Local Sharon Cornair has a strategy for handling Black Friday, the day after Thanksgiving and one of the biggest shopping days of the year: Pay someone a hundred bucks to brave the crowds for you.
But that goes against the spirit of the day, which is all about finding the best deals. So those of you planning to hit the stores Friday need a different kind of strategy, one that will enable you to increase your odds of landing exactly what you want with as little hassle as possible.
If you've shopped on Black Friday -- so named because it's traditionally the day retailers move from the "red" into the "black" -- you know what to expect. Like Kaela Duran, 22. Her first shopping expedition on the day after Thanksgiving was two years ago. Her motives were purely selfish: She and a friend went to stock up on $10 CDs. Now, Duran goes to take advantage of the savings for Christmas gifts.
"If you're determined to get what you want, you better make an effort to go as early as possible," says Duran, who was in line at 5 a.m. last year. "We'll even go in our pajamas."
The atmosphere is frenetic on Black Friday; forget pushing a cart.
"You take a couple of people with you and grab what you can. People just run crazy," Duran says.
Her strategy: Pick up today's newspaper and scour the ads, making a list of what she wants to buy and where she'll find the best deal. Get up earlre y Friday, based on store hours. Grab a friend, then head out. Park as far away from the store as possible so she's close to the exit when it comes time to leave.
"You have to go with at least one person, someone to wait with you and keep you company," Duran says.
In the past, she has taken several people so they could take turns standing in line. One person waits while the others relax in the car.
Sosa Barrett, 27, takes her mother and several cousins with her when she shops on Black Friday. It's a family tradition.

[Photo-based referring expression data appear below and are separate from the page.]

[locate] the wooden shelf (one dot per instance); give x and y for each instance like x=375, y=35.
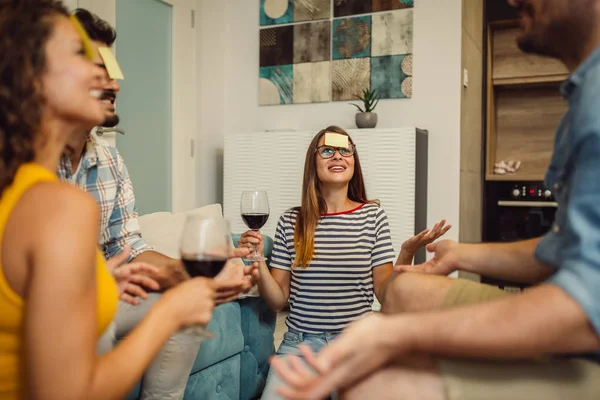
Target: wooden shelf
x=514, y=177
x=511, y=66
x=524, y=105
x=529, y=80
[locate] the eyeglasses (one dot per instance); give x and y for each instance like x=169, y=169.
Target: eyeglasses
x=329, y=151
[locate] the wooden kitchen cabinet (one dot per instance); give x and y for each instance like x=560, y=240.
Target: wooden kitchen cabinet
x=524, y=105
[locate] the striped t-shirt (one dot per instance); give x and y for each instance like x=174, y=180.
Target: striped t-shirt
x=337, y=287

They take a detailed approach to their outing, Barrett says, starting with checking the Thanksgiving Day newspaper ads in Utah (where her family lives) and deciding where to shop.

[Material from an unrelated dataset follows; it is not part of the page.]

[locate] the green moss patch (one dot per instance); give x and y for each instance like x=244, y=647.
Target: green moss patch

Electronics and kids' toys are at the top of her list; she buys for several nieces and nephews ages 1 to 10.
The more people you can take with you, the easier things are, she says. Her family may divide the list and assign individuals to secure certain items or they may take the team approach to ensure they get that one great sale, such as last year's television.
RC Willey offered a 47-inch digital television for $700, she recalls. To make sure they got one, Barrett and her family stationed two people at one door and two at another. When the store opened, they ran flat-out to the television. A salesman had promised to hold one for them but they had to get there immediately on opening.
It helps to know the layout of the stores you plan to visit, because it makes it easier to navigate the crowds, she adds. Check store Web sites for indoor maps.
Most of Barrett's strategies have been developed through trial and error, she says, such as the year the family learned to assign one person to watch the cart. A stranger removed a television and a piece of luggage from their cart, saying, "You haven't bought it yet."
"People will do that," she says.
The extra bodies help when it comes to standing in line, too. When the doors open, Barrett and her cousins go for the merchandise while one of the older family members stands in the checkout line.
The crowds will be huge so it's important to go into them with a good attitude, says Nancy Rosu, a devoted Black Friday shopper.
A personal shopper by trade, Rosu will be shopping for herself on Friday. She knows from experience to dress appropriately in comfortable shoes and clothes and carry as little as possible.
"Remember why you're there in the first place, to share a gift with someone," Rosu says. "Have a positive attitude and be happy."